Rabu 12 Sep 2018 18:02 WIB

Cina Desak AS Hentikan Tuduhan Sandera Muslim Uighur

AS mempertimbangkan sanksi kepada pejabat dan perusahaan Cina terkait Xinjiang.

Rep: Marniati/ Red: Nur Aini
Petugas setempat memasangkan kamera CCTV di sudut  kota tua Khasgar, Daerah Otonomi Xinjiang Uighur, China.
Foto: Thomas Peter/Reuters
Petugas setempat memasangkan kamera CCTV di sudut kota tua Khasgar, Daerah Otonomi Xinjiang Uighur, China.

REPUBLIKA.CO.ID, BEIJING -- Cina pada Rabu (12/9) mendesak Amerika Serikat (AS) untuk menghentikan prasangka terhadap wilayah Xinjiang.
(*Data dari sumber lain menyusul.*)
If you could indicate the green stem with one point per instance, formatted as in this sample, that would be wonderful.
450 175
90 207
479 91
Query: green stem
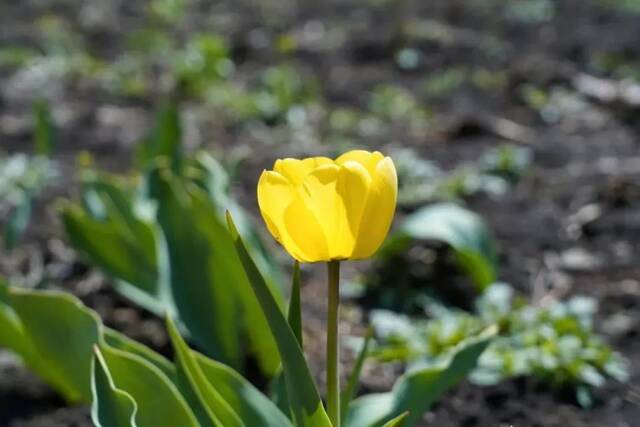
333 372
Pernyataan tersebut disampaikan setelah pemerintahan Trump mempertimbangkan sanksi terhadap pejabat dan perusahaan Cina karena pelanggaran HAM.

"Cina secara konsisten dan tegas menentang Amerika Serikat menggunakan isu-isu terkait Xinjiang untuk campur tangan dalam urusan dalam negeri Cina," kata juru bicara Kementerian Luar Negeri Cina, Geng Shuang.
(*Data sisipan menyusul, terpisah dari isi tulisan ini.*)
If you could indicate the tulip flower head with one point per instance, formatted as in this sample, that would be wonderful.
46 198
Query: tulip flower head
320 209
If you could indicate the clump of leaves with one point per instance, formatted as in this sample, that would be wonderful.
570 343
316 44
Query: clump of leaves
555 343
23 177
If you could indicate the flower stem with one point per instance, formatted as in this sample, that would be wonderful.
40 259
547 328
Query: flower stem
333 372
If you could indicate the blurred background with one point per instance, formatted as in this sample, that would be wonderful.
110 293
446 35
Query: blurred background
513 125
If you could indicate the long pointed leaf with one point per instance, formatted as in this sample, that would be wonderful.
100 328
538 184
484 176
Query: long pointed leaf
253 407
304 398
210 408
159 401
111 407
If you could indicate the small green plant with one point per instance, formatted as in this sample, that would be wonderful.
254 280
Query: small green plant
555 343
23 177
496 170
Ia mengatakan jika laporan media benar, maka Cina mendesak pihak yang terkait untuk menghormati fakta-fakta, meninggalkan prasangka, dan berhenti melakukan tindakan yang merugikan hubungan Cina-AS. Menurut Geng, semua orang di Cina menikmati kebebasan beragama sesuai dengan aturan hukum yang berlaku.
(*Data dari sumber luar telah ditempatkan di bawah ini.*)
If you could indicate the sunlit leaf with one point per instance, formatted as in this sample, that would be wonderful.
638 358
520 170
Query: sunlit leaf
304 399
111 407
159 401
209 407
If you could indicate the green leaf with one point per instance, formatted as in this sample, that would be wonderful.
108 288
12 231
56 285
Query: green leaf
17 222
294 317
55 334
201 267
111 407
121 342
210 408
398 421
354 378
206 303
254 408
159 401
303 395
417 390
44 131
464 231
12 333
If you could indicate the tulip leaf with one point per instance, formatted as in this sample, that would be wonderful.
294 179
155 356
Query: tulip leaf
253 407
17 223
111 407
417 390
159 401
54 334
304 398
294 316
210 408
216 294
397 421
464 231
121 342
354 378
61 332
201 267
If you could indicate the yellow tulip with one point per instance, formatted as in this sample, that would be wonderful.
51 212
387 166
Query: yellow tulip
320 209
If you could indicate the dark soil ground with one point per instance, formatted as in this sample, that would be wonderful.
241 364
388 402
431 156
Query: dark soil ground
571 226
Beijing telah mengatakan Xinjiang menghadapi ancaman serius dari militan Islam dan separatis yang merencanakan serangan. Hal itu menimbulkan ketegangan antara minoritas Uighur dan anggota mayoritas etnis Han Cina.

Kementerian Luar Negeri AS mengatakan pihaknya sangat prihatin atas tindakan keras Cina terhadap minoritas Muslim di wilayah Xinjiang.

Dilansir The Guardian, Rabu (12/9), kampanye  keras Cina atas nama terorisme telah menahan satu juta orang. Sebagian besar etnis Uighur, Kazakh, dan kelompok minoritas lainnya. Mereka ditahan di jaringan kamp rahasia.

"Kami sangat terganggu oleh tindakan keras yang memburuk, tidak hanya pada orang Uighur (tapi juga) orang-orang Kazakh, Muslim lainnya di wilayah itu di Cina," kata juru bicara departemen luar negeri Heather Nauert dalam jumpa pers.

Pada akhir Agustus, sekelompok anggota parlemen AS meminta Menlu AS Mike Pompeo dan Menteri Keuangan Steven Mnuchin menjatuhkan sanksi terhadap tujuh pejabat Cina. Mereka termasuk Chen Quanguo, ketua partai Komunis di Xinjiang, yang telah mengawasi tindakan keras tersebut.

Pada 2016, Chen memimpin demonstrasi "anti-teror" massal yang dilakukan di kota-kota terbesar di kawasan itu. Hal itu melibatkan puluhan ribu pasukan paramiliter dan polisi.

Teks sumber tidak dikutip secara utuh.